Born in 1926 in Czechoslovakia. Studied in Prague. Arrested in Lvov in 1948. Passed through the Gulag at Kolyma and Tayshet. Released in 1956.

Sofia Malylju (3.12.1926–19.10.2015) was born in the village of Vyšný Verecký (Verkhni Vorota today) in Carpathian Ruthenia in Czechoslovakia, the seventh of nine children. Her father was a farmer and her mother was a homemaker. The director of the general school in her native village recommended that, as a gifted student, Maliju study in Prague, where in 1937–1945 she attended a grammar school in the Modřany district. After the war she returned to Carpathian Ruthenia, though it soon became part of the Soviet Union.

In 1947 she began attending the Ivan Franko University in Lviv, where she studied French philology. As a second year student she was arrested by the secret police on 2 November 1948 on suspicion of involvement in “international espionage”. After a year of interrogation the remand prisoner was sentenced to 10 years in the Gulag labour camps. She was transported by train and later ship to Magadan in the Kolyma region, from where she was sent another 350km north to the Khenikandzha camp, where she worked for four years in a lead mine. In 1954 she was sent to a labour camp in Tayshet, where she worked as a pharmacist.
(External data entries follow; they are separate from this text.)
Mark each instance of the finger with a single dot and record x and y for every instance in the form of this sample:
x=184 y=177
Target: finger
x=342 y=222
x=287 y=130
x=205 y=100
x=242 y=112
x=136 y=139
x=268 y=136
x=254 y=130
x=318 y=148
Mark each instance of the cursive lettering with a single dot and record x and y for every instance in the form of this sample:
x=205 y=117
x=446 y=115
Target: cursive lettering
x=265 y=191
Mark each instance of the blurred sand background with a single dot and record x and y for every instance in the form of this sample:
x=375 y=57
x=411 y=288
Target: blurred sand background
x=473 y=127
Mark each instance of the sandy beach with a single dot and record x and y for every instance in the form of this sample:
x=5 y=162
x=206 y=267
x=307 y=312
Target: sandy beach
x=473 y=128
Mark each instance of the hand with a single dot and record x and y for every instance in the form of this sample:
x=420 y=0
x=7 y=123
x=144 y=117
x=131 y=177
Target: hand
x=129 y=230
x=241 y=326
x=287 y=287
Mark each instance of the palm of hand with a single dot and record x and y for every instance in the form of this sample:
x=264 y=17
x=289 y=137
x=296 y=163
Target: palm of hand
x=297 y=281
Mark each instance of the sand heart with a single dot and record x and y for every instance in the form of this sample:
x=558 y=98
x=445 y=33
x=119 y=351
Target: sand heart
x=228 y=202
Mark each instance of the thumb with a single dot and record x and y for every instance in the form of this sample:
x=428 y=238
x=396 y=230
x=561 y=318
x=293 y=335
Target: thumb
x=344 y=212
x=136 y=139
Two years later, in 1956, she was freed and rehabilitated. Malilju returned to university in Lviv, completing the French philology studies interrupted by prison. She suffered from depression following her imprisonment in Magadan and never married or had children. In the 1960s she taught at elementary schools. After the breakup of the Soviet Union and the establishment of independent Ukraine she settled in Mukacheve, where she started writing poetry and became a celebrated writer. Four of her titles have come out in book form: Go Believe (1994, Uzzhorod); The Resurrection of Memory (1999, Uzzhorod); Her Soul Lives (2006, Lviv); Hopes (2008, Lviv).